Eirwen giggled and sang that afternoon as she polished the brassware with her dad. After tuning the Radio to the Light Service, he wrapped her in a pinny tied three times around her waist and folded over. Then he poured Brasso into the large brass plate that usually stood on the linen chest. He dipped a cloth into the puddle of pink and then polished each item carefully: candlesticks iron plate, platter, letter holder pot stand. Finally he unhooked the kettle from its holder and polished both of these. Meanwhile Eirwen cleaned off the dried whitened powder. As she polished her hands became blacker and blacker.’You look like a collier,’ her dad said, as he rolled another woodbine. Finally, ‘At last!’ Eirwen thought, they were finished. The brasses gleamed and clouded with his smoky breath as her father gave one last rub, ‘for luck,’ her dad said, and they were set back in place. ‘Let’s go and plant your poppy seeds.’ Dad said.
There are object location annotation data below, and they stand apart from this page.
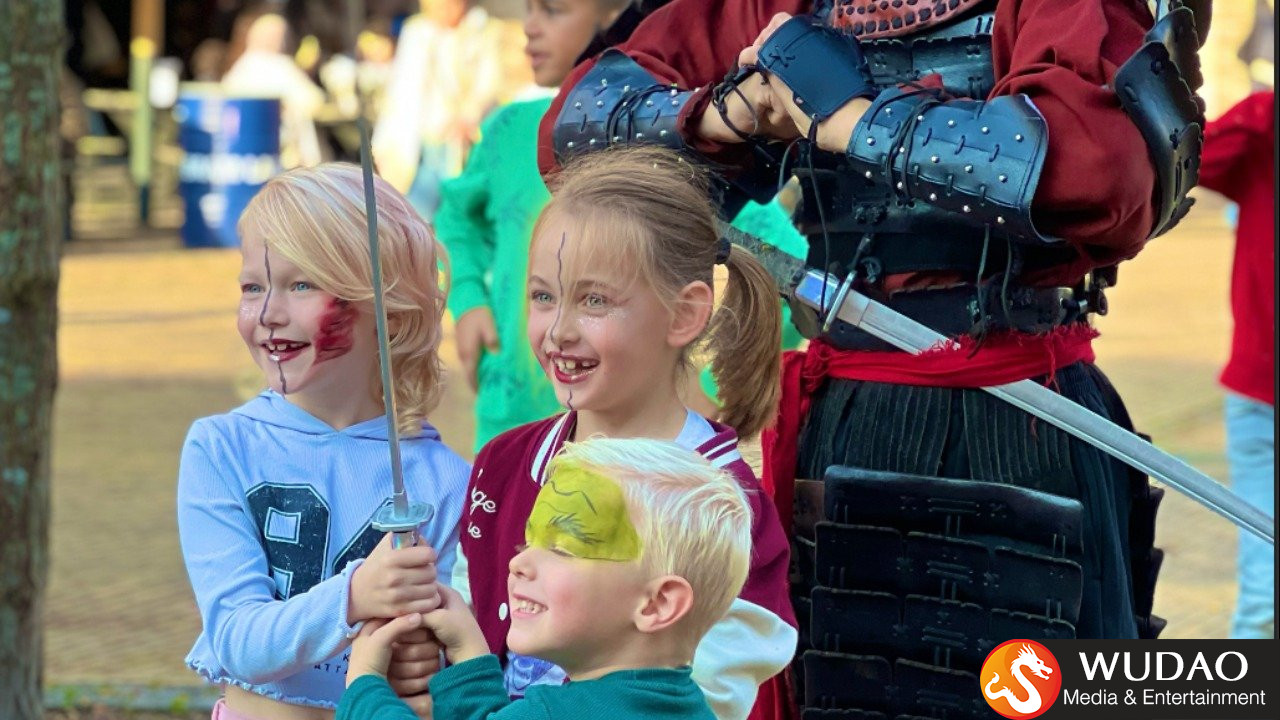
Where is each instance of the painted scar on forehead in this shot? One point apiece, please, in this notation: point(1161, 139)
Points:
point(583, 514)
point(560, 306)
point(334, 337)
point(261, 318)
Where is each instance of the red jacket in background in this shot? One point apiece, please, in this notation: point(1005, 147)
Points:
point(1239, 162)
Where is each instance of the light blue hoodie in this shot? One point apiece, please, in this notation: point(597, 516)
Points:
point(274, 511)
After the warm hours in front of the stove, the April air was cold. Easter 1934 had been cold and April was slow to warm up. Eirwen, warm in a hat and old coat, watched Dad rake over the earth. He dug in some old manure and turned over the ground with a fork. Eirwen drilled holes with her finger; wrinkling her nose in distaste. ‘They’ll need something extra to flourish here, ‘ he said. ‘Why, Dad?’ Eirwens father pointed to the factory across the road. ‘It’s the factory, love. It’s the acid from the chimneys.’ Eirwen watched the yellow smoke curl upwards onto the sky. ‘But dad! The smoke goes up. Look!’
‘What goes up must come down.’ He quoted patiently. Then explained how the rain made it difficult for anything to grow in the acid soil of their gardens. ‘It’s why mam never leaves clothes out on the line – in case they turns yellow.’
‘But what about old Mrs Williams garden? It’s full of flowers.’
‘Mrs Williams lived far enough away. You take a look at the rest of the row.’
Hand in hand, Eirwen and her father wandered down the row of railway cottages. Midland Cottages, owned by the L.M.S. The backs consisted of scrubland, with dusty gray grass. And it was true, the front gardens were empty.’Look at the colour of the front walls.’ The stones were black with pollution. He lifted Eirwen high on his shoulders and carried her to Llansamlet Cross. As he walked, he pointed out the chimneys of the various factories lining the basin of the Swansea Valley: Copper works, tinplate works,steel works, petrochemical plants. Steam trains criss crossed the tracks behind the houses, carrying coal and ore. He showed her the slag heap in the railyard. ‘Never play there.’ He said. ‘It’s dangerous, ‘specially in wet weather.’
‘So will the poppies grow,dad?’
‘We’ve given them a chance, we’ll just have to wait and see.’
Dad had banked the fire before going out. Home again, he tipped on more coal and the firelight flickered in the brasses around the room. Eirwen sighed as she washed her hands in a basin. She speared the bread on a toasting fork as the menyn twb – butter from the market- softened in the warmth. Dad poured the tea and turned on the radio for the evening news. ‘They will grow won’t they dad?’